After reading your article, these are things I took away from it:

(1) AIB1 seems to influence the progress of cancer cells in both hormone dependent and independent breast cancers;

(2)  Overexpression of AIB1 correlates with tumour recurrences;

(3) Not all ERa-positive BCs are associated with higher levels of AIB1mRNA (the 'm' represents mitochondrial RNA, and mitochondria are the powerhouses of cells. mRNA and mDNA are passed on, genetically, from the mother only to her offspring--) as ERa-negative BCs also have been found to have high levels of AIB1mRNA.

As usual, only parts of the puzzle are solved, at this point, yet I think it is critically important that we educate ourselves and question our treatment specialists so that we get the best outcomes possible. 

AIB1

A new one for me! 

I just love you guys!!  I'm going to keep trucking, but all I want to do is sleep, especially when I lay down in the custom made mold in the dark and peaceful radiation suite.  ;-)

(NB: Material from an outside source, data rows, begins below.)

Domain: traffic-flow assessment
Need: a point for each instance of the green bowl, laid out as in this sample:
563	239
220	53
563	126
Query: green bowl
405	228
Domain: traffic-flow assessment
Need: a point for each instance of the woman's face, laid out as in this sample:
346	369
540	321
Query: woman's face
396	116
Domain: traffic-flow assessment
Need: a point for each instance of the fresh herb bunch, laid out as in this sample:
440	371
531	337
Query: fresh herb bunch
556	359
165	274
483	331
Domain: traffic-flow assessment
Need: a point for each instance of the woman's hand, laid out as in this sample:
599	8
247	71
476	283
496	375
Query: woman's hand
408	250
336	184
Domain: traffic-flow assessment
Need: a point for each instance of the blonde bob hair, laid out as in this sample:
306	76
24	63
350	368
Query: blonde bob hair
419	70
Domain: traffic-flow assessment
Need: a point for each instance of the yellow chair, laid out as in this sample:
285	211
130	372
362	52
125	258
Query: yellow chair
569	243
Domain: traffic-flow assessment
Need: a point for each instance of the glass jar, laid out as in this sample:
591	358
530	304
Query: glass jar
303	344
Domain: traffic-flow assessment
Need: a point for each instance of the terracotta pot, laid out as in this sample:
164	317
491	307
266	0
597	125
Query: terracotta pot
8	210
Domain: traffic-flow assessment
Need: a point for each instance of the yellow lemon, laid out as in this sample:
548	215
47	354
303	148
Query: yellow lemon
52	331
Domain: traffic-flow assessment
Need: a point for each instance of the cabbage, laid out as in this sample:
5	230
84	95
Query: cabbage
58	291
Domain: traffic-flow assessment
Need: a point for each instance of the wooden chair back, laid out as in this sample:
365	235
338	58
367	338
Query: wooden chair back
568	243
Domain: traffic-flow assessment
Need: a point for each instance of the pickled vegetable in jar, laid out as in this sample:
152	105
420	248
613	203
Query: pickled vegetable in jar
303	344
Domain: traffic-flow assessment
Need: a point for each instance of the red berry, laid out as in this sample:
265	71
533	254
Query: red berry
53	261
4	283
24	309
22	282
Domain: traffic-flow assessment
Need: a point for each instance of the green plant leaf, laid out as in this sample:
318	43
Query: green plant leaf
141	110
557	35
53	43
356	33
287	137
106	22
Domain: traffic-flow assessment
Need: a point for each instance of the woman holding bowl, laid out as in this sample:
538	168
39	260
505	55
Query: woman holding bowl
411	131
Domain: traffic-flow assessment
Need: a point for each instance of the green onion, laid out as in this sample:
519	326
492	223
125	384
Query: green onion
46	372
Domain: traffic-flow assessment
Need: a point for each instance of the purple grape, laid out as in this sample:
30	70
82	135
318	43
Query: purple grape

I agree with Arlene, I do think this is harder for our families than ourselves.  We come here, get educated, talk it out--that helps way more than we realize.  I'm single, but I know this diagnosis has been really hard for my mom.  Like your hubby Dana, she keeps saying to me "everything will be alright" but I hear she cries herself to sleep at night.  She lost my father 2 years ago, so this doesn't help.

Meanwhile, I've only cried once, right after diagnosis.  After that, I got up and started doing what they were telling me to do.  I kind of think of myself as that Barbie head we all had as a kid where you could style her hair.  I just kind of sat in that chemo chair and let them dump things in me while I watched streaming Netflix on my Ipad.